30/05/2019 | Elu dimanche, le conseiller régional Charentais-Maritime Benoît Biteau est l’unique député européen du Poitou-Charentes.

Benoît Biteau chez lui à Sablonceaux

Elu en 11e position sur la liste Europe Ecologie les Verts de Yannick Jadot, le conseiller régional Charentais-Maritime Benoît Biteau est l’unique député européen du Poitou-Charentes, parmi les quatre élus néo-aquitains qui siègeront au Parlement européen. Egalement exploitant à Sablonceaux, cet agriculteur militant revient pour @qui! sur son engagement.

@qui!
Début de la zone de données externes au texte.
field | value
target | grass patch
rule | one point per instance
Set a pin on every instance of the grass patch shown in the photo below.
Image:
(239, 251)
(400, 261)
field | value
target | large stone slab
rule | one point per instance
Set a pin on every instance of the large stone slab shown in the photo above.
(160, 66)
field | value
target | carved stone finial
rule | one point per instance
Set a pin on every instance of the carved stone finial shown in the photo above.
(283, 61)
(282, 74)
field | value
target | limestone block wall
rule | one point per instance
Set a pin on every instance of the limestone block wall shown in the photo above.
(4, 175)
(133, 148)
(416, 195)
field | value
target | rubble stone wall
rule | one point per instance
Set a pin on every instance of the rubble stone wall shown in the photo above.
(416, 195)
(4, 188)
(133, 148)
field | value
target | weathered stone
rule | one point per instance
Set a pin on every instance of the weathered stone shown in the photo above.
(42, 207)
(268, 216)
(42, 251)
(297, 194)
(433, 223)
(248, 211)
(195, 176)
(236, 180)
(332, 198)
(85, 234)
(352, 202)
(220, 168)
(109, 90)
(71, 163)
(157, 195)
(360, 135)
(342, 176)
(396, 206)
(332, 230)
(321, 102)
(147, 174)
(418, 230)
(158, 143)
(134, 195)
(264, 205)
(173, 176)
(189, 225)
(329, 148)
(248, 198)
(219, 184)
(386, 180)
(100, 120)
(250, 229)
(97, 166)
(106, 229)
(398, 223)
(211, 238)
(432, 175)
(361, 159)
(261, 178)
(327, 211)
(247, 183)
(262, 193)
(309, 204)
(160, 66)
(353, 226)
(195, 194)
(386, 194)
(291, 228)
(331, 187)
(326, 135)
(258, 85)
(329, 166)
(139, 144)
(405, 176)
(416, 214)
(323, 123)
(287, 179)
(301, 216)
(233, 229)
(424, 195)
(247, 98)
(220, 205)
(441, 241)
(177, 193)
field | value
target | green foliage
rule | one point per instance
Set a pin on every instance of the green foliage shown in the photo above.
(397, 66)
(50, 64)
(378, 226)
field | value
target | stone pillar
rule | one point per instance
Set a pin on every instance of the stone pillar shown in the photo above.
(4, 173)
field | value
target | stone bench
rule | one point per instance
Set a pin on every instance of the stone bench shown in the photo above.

On vous connaissait sous l’étiquette du Parti Radical de Gauche, pourquoi vous-êtes vous engagé sur la liste Europe Ecologie les Verts ?

Contrairement à ce qui se raconte, Yannick Jadot est un homme très disposé à l’ouverture. Il a manifesté très tôt son intérêt pour ma candidature, et m’a associé très vite à des réunions, auxquelles j’ai participé en toute liberté. Aussi, je ne comprends pas qu’aujourd’hui les radicaux de gauche hurlent à la trahison : d’autres, comme Virginie Rozière, ont été sollicités, ils n’ont pas voulu venir. Si le vote qu’ils espéraient n’a pas eu lieu, c’est qu’ils ont fait le mauvais choix. J’ai moi-même été sollicité par d’autres listes, j’ai choisi les Verts car, d’une part, je suis un écologiste depuis toujours, d’autre part, je pense que l’écologie est l’enjeu de ce siècle, si on veut pouvoir regarder les jeunes droit dans les yeux. A mon sens, être un humaniste aujourd’hui, c’est relever des défis contemporains qui sont sur le chemin de l’humanité. La démarche de Yannick pour cette campagne européenne a été de s’entourer de personnes ayant une expertise pour travailler ensemble.   Il m’a dit très tôt « ton profil m’intéresse », dans un contexte où on savait que José Bové ne voulait pas y aller. Pour Yannick, j’étais la personne adéquate pour, non pas succéder ou remplacer José Bové, mais pour prolonger son travail.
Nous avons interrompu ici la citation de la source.